# Descriptor Calculation for Reference Sets

This Notebooks precalculates and saves a set of descriptors for the 3 reference sets listed below.

All data sets were standardized and deduplicated (by the InChIKeys of the parent structures) using the `stand_struct.py` script from the `python_scripts/` folder.  
The actual external data sets are not included in this repository.

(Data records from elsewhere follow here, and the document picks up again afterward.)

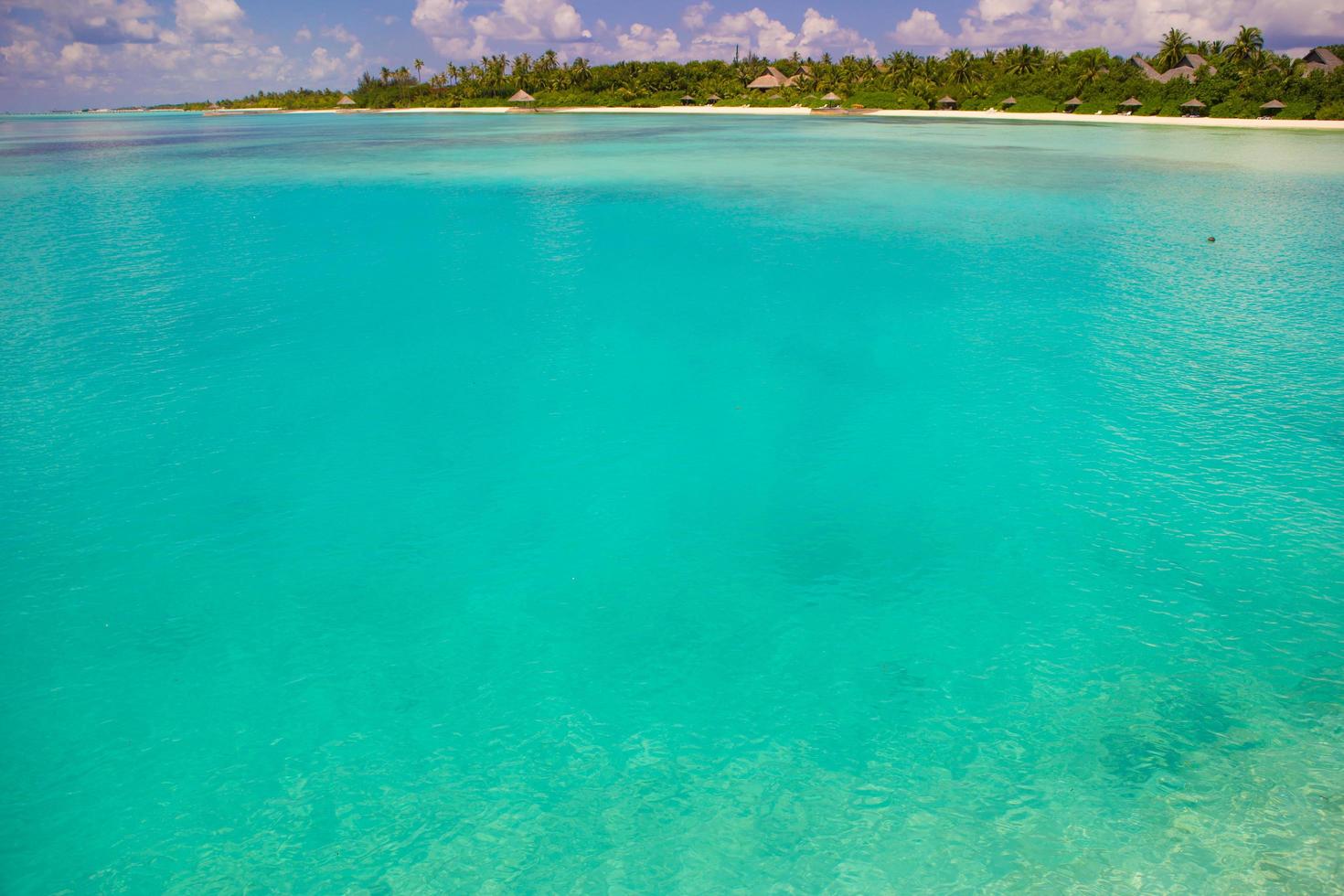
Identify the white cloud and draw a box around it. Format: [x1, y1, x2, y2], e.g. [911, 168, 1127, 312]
[681, 3, 714, 31]
[174, 0, 243, 42]
[892, 6, 952, 48]
[0, 0, 157, 44]
[797, 8, 878, 57]
[953, 0, 1344, 52]
[411, 0, 592, 58]
[308, 47, 346, 82]
[683, 3, 876, 59]
[610, 23, 683, 60]
[323, 26, 364, 60]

### Enamine Advanced Screenin

The Enamine Advanced Screening collection was downloaded from the Enamine home page on 04-Dec-2020 ([link](https://enamine.net/compound-collections/screening-collection/advanced-collection)).  
After standardization and deduplication, it contained 526897 compounds.  

`$ stand_struct enamine_adv.sdf full` 

For the Enamine data set, a random subset of 50000 structures was chosen, after sorting by `NumHA`.

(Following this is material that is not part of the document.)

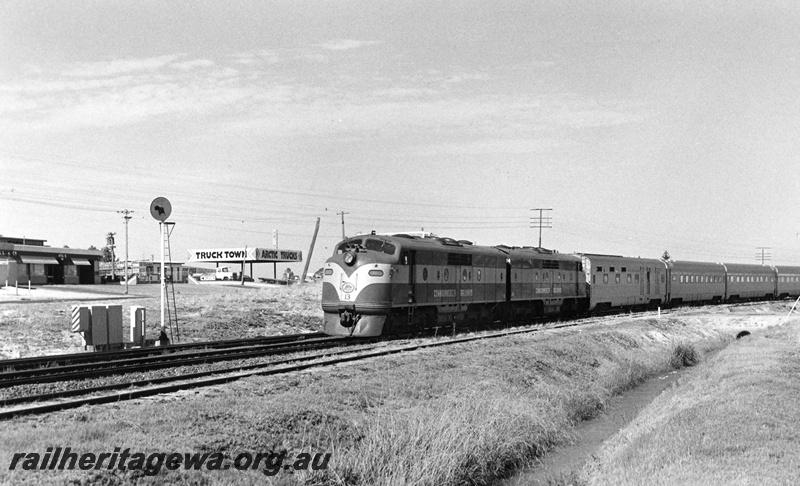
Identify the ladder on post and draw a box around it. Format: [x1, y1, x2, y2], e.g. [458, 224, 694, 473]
[163, 222, 181, 343]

### DrugBank Approved and Investigational

The subsets of approved and investigational drugs were downloaded from DrugBank (v5.1.8, [link](https://go.drugbank.com/releases)).  
The two files were standardized and deduplicated into one data set:

`stand_struct drugbank_5_1_8_appr.sdf,drugbank_5_1_8_inv.sdf full`

The resulting data set contained 4866 entries:

### ChEMBL Natural Products (ChEMBL NPs)

A download of the SDF version of ChEMBL v30 ([link](https://ftp.ebi.ac.uk/pub/databases/chembl/ChEMBLdb/latest/chembl_30.sdf.gz)) was downloaded and processed into the standardized form (deduplication, no canonicalization):

`$ stand_struct chembl_30.sdf.gz full --nocanon`

The generated file `chembl_v30_full_nocanon.tsv` contained 2027851 entries.

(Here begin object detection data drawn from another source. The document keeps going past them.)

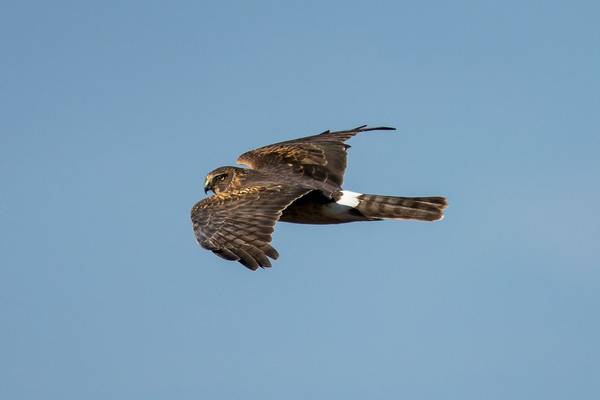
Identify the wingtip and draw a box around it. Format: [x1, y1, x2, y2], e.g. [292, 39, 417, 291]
[353, 125, 396, 132]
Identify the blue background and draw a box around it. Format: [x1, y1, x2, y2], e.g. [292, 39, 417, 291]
[0, 1, 600, 400]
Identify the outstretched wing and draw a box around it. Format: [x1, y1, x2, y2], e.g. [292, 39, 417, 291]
[192, 184, 310, 270]
[237, 125, 395, 194]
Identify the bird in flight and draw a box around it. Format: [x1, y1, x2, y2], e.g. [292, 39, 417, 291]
[192, 125, 448, 271]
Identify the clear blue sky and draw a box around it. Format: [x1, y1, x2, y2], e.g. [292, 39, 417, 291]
[0, 1, 600, 400]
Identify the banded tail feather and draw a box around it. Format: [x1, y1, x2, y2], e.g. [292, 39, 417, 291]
[337, 191, 448, 221]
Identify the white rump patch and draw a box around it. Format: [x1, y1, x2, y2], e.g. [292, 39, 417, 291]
[336, 190, 362, 208]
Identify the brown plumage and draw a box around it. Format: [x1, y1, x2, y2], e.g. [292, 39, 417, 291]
[192, 126, 447, 270]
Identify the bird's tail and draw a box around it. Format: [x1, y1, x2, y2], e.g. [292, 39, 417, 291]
[354, 194, 448, 221]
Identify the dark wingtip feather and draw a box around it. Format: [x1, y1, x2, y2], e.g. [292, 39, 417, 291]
[353, 125, 396, 132]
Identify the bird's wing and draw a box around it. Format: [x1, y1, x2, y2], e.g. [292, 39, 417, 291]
[237, 125, 395, 194]
[192, 183, 311, 270]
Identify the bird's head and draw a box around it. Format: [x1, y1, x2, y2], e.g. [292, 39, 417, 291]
[204, 167, 239, 194]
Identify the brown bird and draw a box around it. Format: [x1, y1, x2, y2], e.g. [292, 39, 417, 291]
[192, 125, 448, 270]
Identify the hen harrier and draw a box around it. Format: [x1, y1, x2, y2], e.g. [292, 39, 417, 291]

The list of ChEMBL_IDs for the ChEMBL Natural Products set was extracted by applying the `extract_nps_from_sqlite.py` script to the downladed version SQLITE of ChEMBL v30 ([linl](https://ftp.ebi.ac.uk/pub/databases/chembl/ChEMBLdb/latest/chembl_30_sqlite.tar.gz)). The script then merged the Smiles from the `chembl_v30_full_nocanon.tsv` file and applied a deglycosylation.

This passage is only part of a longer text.